They sat down at the table, Volf trying to pull the wrapper over his legs for warmth. Sanzo was dressed, but his shirt was buttoned wrong; he looked mean and haggard. In front of him on the table were a bottle and a glass. He poured the glass full and pushed it towards his father. Volf got it between his crippled hands and began to drink it in large mouthfuls, with a long savouring pause between each. Tired of waiting, Sanzo got himself another glass, poured it half full, and drank it straight off.

When Volf was done he looked at his son awhile, and said, "Alexander."

"What is it?"

Volf sat looking at him, and finally got up, repeating the name by which no one but Sanzo's mother, fifteen years dead, had ever called him: "Alexander . . ." He touched his son's shoulder with his stiff fingers, stood there a moment, and shuffled back to his room.

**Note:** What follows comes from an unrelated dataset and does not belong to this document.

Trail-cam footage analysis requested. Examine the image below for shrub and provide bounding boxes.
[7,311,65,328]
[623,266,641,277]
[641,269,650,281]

Sanzo poured out and drank again. He found it hard to get drunk alone; he wasn't sure if he was drunk yet or not. It was like sitting in a thick fog that never thinned and never got any thicker: a blankness. "Blank, not dark," he said, pointing a finger he could not see at no one there. These words had a great significance, but he did not like the sound of his voice for some reason. He felt for the glass, which had ceased to exist, and drank out of the bottle. The blankness remained the same as before. "Go away, go away, go away," he said. This time he liked the sound of his voice. "You aren't there. None of you. Nobody's there. I'm right here." This was satisfying, but he was beginning to feel sick. "I'm here, God damn it, I'm here," he said loudly. No one answered, no one woke. No one was there. "I'm here," he said. His mouth was twitching and trembling. He put his head down on his arms to make that stop; he was so dizzy he thought he was falling off the chair, but he fell asleep instead. The candle near his hand burned down and out. He slept on, hunched over the table, while the wind whined and the streets grew dim with morning.

"Well all I said was she was over there a lot lately."

"Yes?" Mrs Benat said in a tone of mild but serious interest.

"And she got all huffy," said Eva, the second daughter, sixteen.

"Mh, she did?"

"He can't even work, what does he act so stuck up for?"

"He works."

"Oh, fixing chairs or something. But he always acts so stuck up, and then she got stuck up when I asked her. Is my hair straight?" Eva was pretty, as her mother had been at sixteen. She was dressed now to walk out with one of the many solemn, bony-wristed youths who requested that privilege, and to earn it had to undergo a close inspection of their persons and their antecedents by Mr and Mrs Benat.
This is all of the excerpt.